Tuesday, 2 June 2015

Meet The Canadian Teen Who Won US$75,000 For Inventing A System To Keep Germs From Spreading On Airplanes

Raymond Wang won the top prize at the Intel International Science and Engineering Fair on Friday. (Kathy Wolfe/Intel)


Canadian student Raymond Wang, 17, won the world’s largest high school science competition on Friday, taking home the top prize of US$75,000 for inventing a new way to keep germs from spreading in airplane cabins.
“It’s very exciting. I absolutely did not expect it,” Wang said by telephone from Pittsburgh, host city for the finals of the Intel International Science and Engineering Fair. “It’s literally the happiest day of my life.”
Wang started thinking about the problem of disease transmission on airplanes in December, after a steady stream of news about the Ebola outbreak in West Africa. Ebola is not spread through the air, he learned, but other contagious diseases — including the H1N1 “swine” flu virus and SARS virus — are spread through the air.
And that’s a problem in the cramped confines of airplane cabins, where everyone is breathing everyone else’s air.
As Wang puts it: “With the traditional cabin, what’s happening is you’ve got two large, turbulent swirls happening.
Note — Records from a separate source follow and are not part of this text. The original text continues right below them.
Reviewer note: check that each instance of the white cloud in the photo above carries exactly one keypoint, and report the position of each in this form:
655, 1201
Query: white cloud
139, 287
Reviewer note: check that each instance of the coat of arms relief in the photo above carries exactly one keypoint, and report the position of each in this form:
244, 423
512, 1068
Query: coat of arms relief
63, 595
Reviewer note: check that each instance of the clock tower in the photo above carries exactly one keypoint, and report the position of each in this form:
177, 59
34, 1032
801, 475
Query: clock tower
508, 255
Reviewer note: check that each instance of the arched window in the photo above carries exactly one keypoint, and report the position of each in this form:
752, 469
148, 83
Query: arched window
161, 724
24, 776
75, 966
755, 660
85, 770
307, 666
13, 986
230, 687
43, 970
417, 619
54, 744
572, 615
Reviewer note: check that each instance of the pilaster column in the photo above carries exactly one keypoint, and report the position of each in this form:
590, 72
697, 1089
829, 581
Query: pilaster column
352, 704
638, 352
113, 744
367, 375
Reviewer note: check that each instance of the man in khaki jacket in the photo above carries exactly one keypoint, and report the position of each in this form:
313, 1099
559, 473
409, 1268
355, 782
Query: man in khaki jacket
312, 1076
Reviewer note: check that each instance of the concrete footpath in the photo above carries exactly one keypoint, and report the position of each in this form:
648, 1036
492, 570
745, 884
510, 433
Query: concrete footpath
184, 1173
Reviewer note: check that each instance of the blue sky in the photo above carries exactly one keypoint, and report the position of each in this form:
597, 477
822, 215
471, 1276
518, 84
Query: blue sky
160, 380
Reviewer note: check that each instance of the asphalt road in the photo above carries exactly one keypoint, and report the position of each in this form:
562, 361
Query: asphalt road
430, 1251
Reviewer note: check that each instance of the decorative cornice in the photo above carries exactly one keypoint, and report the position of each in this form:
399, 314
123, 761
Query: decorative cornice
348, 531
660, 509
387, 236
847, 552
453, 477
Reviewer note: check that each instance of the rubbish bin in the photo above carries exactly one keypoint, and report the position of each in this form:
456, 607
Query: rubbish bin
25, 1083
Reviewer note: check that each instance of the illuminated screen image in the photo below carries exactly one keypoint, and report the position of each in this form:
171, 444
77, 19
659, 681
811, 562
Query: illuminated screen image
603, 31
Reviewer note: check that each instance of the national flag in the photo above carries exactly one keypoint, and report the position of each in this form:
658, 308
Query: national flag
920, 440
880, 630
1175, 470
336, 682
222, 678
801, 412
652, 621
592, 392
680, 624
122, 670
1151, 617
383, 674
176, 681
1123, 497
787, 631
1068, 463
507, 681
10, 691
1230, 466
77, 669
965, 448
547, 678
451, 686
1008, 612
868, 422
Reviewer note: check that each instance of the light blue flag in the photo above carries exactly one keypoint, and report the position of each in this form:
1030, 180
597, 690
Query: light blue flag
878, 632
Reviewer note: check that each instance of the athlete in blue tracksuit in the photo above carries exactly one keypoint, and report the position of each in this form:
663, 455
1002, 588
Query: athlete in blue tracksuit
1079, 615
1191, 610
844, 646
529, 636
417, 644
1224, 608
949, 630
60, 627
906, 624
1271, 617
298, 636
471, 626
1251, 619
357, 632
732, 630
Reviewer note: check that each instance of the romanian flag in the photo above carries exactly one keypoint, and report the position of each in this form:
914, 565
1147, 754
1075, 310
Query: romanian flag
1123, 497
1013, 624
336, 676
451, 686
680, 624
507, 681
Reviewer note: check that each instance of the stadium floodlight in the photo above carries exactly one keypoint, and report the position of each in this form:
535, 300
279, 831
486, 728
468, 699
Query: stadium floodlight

You’re spreading disease across the rows and longitudinally.”
Can you say that more plainly? “When someone sneezes, there’s a mess everywhere.”
Here’s Wang’s video simulation of airflow in a “traditional cabin,” i.e. the cabin that we’re all subjected to when we fly now and his simulation of airflow in a cabin modified with his device:
Watch traditional and modified plane airflow simulations(0:21)
Wang said he decided to tackle the problem when he discovered that few people in the airline industry were actively working on ways to improve the quality of airplane air.
He created high-resolution simulations of airflow inside the cabin of a commercial aircraft — a Boeing 737, to be specific. And then he used those simulations to design fin-shaped devices that fit into the airplane’s existing air inlets.
The fins redirect the airflow, creating virtual walls of air around each passenger. Each person gets what Wang calls a “personalized ventilation zone” where sneezes are vanquished, pushed out of the cabin before they can spread in a turbulent burst.
His invention would improve the availability of fresh air in the cabin by 190 percent, he said, and would reduce the concentration of airborne germs by 55 times. Wang estimates that it would cost $1,000 per airplane and could be installed overnight, making it easy and economical for airlines.
And yes, he’s already filed an application for a patent.
Wang is clearly not your average high school student. He did his project not for class but on the side, and he learned what he needed to know pretty much on his own, he said. “This year I had to pick up from scratch computational fluid dynamics,” he said. “I kept going with it, watching some videos, looking at some papers.”
This is Wang’s first win at Intel’s big international fair, but it isn’t his first invention. He also invented a device that generates electricity from the impact energy of rain falling on roofs, as well as a self-cleaning outdoor garbage can. Now finishing his junior year in high school, he says he wants to study engineering and business in college.
“It’s one thing to be able to come up with these great ideas, but another thing to be able to promote them to the entire world,” he said.
Wang said he has long dreamed of competing in Intel’s international fair, and the experience has lived up to his expectations. “Basically a lot of this work is master’s or PhD-level research, and to see so many people sharing the same passions all gathered in one place, coming from across the world, is a very surreal experience,” he said.
Wang and his fellow science fair finalists are not above selfie sticks. (Kathy Wolfe/Intel)
Two runners-up each received US$50,000. They included Wang’s fellow Canadian, Nicole Ticea, 16, who developed an inexpensive, disposable and electricity-free HIV-testing device for use in low-income communities. Ticea has already founded her own company to continue developing her technology.
Karan Jerath, 18, of Texas, was also a runner-up. Jerath refined a device to allow an undersea oil well to recover after a blowout.